By Loren Seibold
A few nights ago while watching TV I happened on to Ingmar Bergman's film Winter Light (thanks, TCM). It's hard to use the word "enjoy" to describe watching a Bergman movie: if there is any joy, it is too subtle for me to detect. It is more like a dose of dark-tasting medicine for the soul.
The central character of Winter Light is Tomas, a Lutheran priest who, because of his wife's untimely death, has lost his faith in God. As the movie opens he is physically ill, morally compromised, and selfishly depressed. His crisis of faith infects those around him: his lover, Märta, an agnostic schoolteacher who adores him but for whom he has only contempt; and Jonas, a fisherman who comes to him for comfort and then commits suicide when the pastor offers him nothing but his own hopelessness. The shocking denoument after all this sadness (made more intense by Bergman's bleak, claustrophobic style) is Tomas standing before an empty church leading worship, at which point you wonder if it is the most cynical thing a man has ever done, or the bravest; whether the gospel is enervated by the man, or whether it is a moment of triumph for word and sacrament in spite of him, or even, oddly, through him.
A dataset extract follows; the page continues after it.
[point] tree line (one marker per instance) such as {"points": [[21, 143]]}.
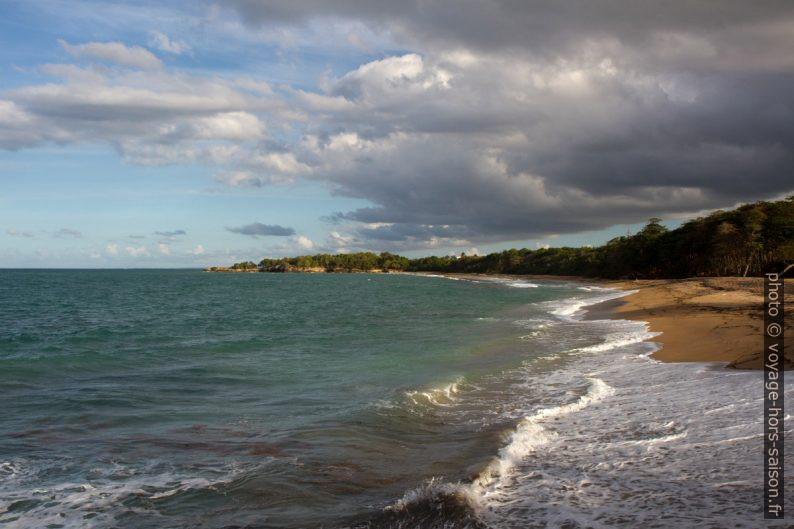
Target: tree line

For any thoughtful, conscientious pastor, watching Winter Light should be painful. Each of us has enough doubts of our own that Tomas is a sympathetic figure. Laypeople want pastors to be role models, while we are painfully aware of our own feet of clay. Tomas makes us question not only the depth and consistency of our faith, but how often we commit malpractice, as Tomas does with Jonas, by our self-absorption.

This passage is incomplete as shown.